Along with the Mongolia research expedition, Zillman Professorship funds also supported a one-day field trip of 25 Environmental Science and Sustainability and Biology students and faculty to the Deboullie Lakes Ecological Reserve in October 2015. UMPI science faculty members Dr. Judith Roe, Dr. Larry Feinstein, Dr. Chunzeng Wang, and Putnam introduced students and colleagues to their particular research in the reserve, land that was set aside by the state for just that purpose.

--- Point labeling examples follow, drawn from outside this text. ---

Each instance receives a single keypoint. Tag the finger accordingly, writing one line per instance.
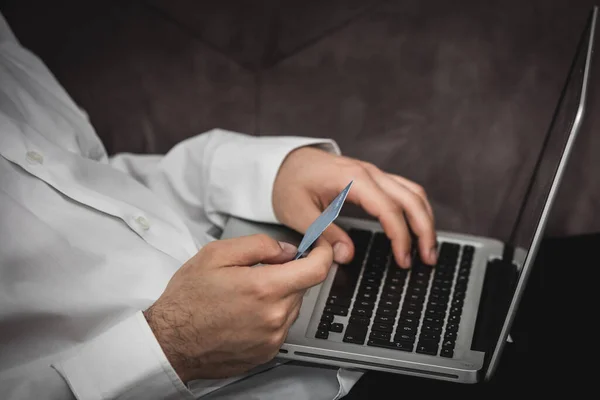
(294, 313)
(416, 211)
(246, 251)
(343, 247)
(416, 189)
(368, 195)
(301, 274)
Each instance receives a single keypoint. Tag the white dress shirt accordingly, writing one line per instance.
(88, 241)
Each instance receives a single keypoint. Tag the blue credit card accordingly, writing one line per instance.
(322, 222)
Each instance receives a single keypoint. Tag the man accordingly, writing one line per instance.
(111, 286)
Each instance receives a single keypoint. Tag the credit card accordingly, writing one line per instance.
(322, 222)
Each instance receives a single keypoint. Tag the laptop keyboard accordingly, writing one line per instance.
(418, 309)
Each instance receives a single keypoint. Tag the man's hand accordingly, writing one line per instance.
(309, 179)
(219, 317)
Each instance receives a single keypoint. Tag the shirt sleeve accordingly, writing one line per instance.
(219, 172)
(123, 362)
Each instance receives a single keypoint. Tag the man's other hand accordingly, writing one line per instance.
(219, 317)
(310, 178)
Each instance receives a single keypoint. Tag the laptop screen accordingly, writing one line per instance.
(551, 161)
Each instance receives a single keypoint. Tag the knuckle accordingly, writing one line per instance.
(420, 190)
(275, 318)
(260, 289)
(267, 244)
(322, 271)
(358, 170)
(210, 249)
(370, 166)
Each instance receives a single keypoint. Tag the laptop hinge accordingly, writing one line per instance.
(497, 291)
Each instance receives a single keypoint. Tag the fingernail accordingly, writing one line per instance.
(433, 255)
(288, 248)
(340, 252)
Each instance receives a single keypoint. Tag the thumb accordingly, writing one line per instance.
(247, 251)
(343, 247)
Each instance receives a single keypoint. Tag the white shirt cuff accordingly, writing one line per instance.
(250, 165)
(125, 362)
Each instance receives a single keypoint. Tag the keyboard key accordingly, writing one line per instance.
(389, 303)
(322, 334)
(384, 319)
(355, 334)
(365, 303)
(385, 295)
(336, 310)
(404, 337)
(327, 317)
(380, 335)
(449, 353)
(368, 288)
(356, 320)
(396, 280)
(366, 296)
(431, 328)
(450, 335)
(371, 280)
(342, 302)
(408, 321)
(413, 305)
(405, 346)
(324, 326)
(393, 288)
(410, 313)
(407, 329)
(382, 327)
(429, 336)
(454, 319)
(433, 321)
(427, 347)
(386, 311)
(362, 312)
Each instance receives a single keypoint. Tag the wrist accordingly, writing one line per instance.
(168, 339)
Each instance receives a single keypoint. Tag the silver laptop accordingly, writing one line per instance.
(450, 321)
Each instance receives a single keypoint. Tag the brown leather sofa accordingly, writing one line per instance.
(456, 95)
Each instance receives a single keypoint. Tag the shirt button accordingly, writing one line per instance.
(33, 157)
(143, 223)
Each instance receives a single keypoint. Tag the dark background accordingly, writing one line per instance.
(455, 95)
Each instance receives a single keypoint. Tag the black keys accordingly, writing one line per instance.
(322, 334)
(356, 334)
(362, 312)
(382, 327)
(456, 305)
(380, 335)
(427, 347)
(327, 317)
(404, 337)
(336, 310)
(384, 319)
(324, 326)
(356, 320)
(447, 353)
(341, 302)
(405, 346)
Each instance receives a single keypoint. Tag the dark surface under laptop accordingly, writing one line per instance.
(552, 338)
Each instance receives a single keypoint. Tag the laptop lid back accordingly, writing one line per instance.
(546, 177)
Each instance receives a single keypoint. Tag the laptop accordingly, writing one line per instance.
(450, 321)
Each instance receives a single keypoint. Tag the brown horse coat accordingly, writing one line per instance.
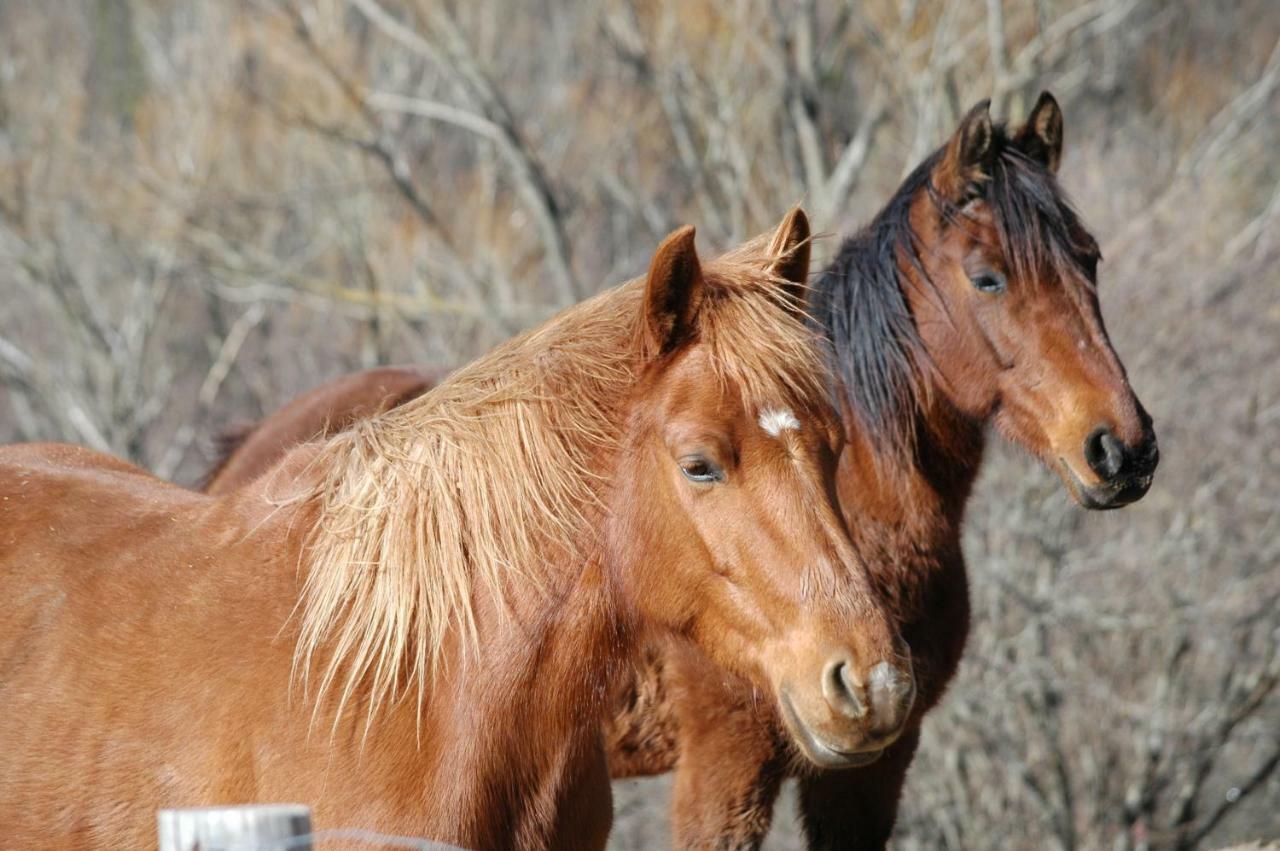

For the 2016-2017 research year, tentative plans are underway for a return to Mongolia in the summer of 2016 involving another UMPI Environmental Science and Sustainability student, Nate Norris. Additionally, Zillman Professorship funding will help support UMPI Environmental Science and Sustainability student, Gannon Pratt, on collaborative field research involving wood turtle populations in northern Maine with the Maine Department of Inland Fisheries and Wildlife. This project will include radio-tracking of tagged turtles using equipment purchased with funds from the voter approved “STEM bond,” which provided the University with $1.2 million to update research and teaching labs and purchase new research equipment.
“I was honored to receive the Zillman Professorship and ecstatic that it would support UMPI student participation in cutting edge field research in far flung regions of our planet,” Putnam said. “The students may or may not pursue this as a career, but it provides a global education beyond compare. One can’t truly learn about the world from a classroom, it must be experienced.”